На ощупь я разыскал разбросанную по полу вчерашнюю одежду. Брюки тут, футболка слева, почти под кроватью… Носки пришлось надеть вчерашние: искать свежие, не было ни времени, ни желания. Встал, сделал три неуверенных шага в сторону зеркала.
Зачем я к нему иду, к этому зеркалу, и что я там увижу, я же ничего… Ах, нет, не паниковать, не суетиться и не плакать. Хотя какое там плакать, глаз-то нет, и захочешь, не поплачешь. Так, с зеркалом можно попрощаться. Глупая привычка чуть, что смотреться в зеркало, вот теперь кирдык вредной привычке, смотреться-то нечем, ни одним глазком, ни полглазиком. Горько усмехнулся во тьму, новоиспеченный безглазый ворчун. Где же мой телефон? Так-так-так — соображал я, стоя в темноте комнаты. Вернее будет сказать, что это только я был в мнимой искусственной темноте, а комната, вероятно, была наполнена зыбким утренним светом. Ах да, телефон в куртке, а куртка на вешалке. В кромешной тьме, временами опираясь на стены, я поковылял в прихожую за мобильником. Натыкаясь на валяющиеся кругом вещи и едва не упав, напоровшись на стул, я-таки успешно добрался до вешалки.
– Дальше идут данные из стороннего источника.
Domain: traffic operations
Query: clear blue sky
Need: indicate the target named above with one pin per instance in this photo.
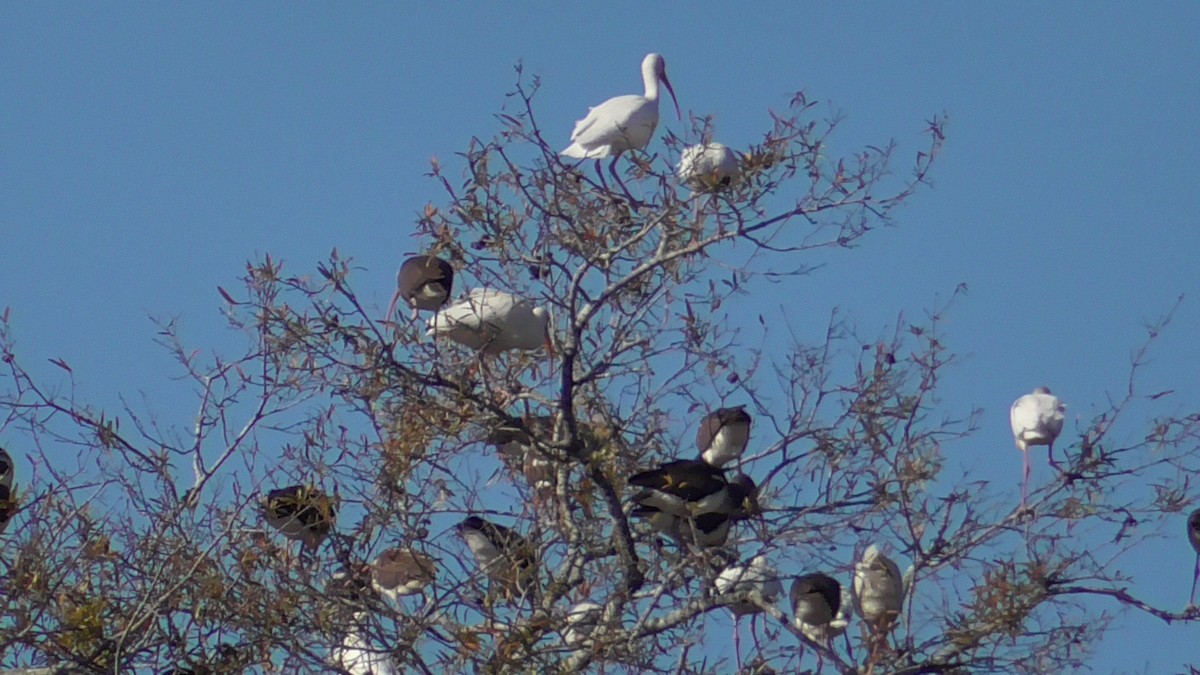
(147, 150)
Вот он, мой родной мобильный телефон, ну и ладушки. С телефоном в руке я без приключений прошел на кухню. Вот в такие сложные сволочные моменты понимаешь всю прелесть введенных в автоматический набор номеров. «Паскудники, — выругался я в темноту, проклиная никого и всех сразу, — куда маслянистые шарики-то мои пропали?».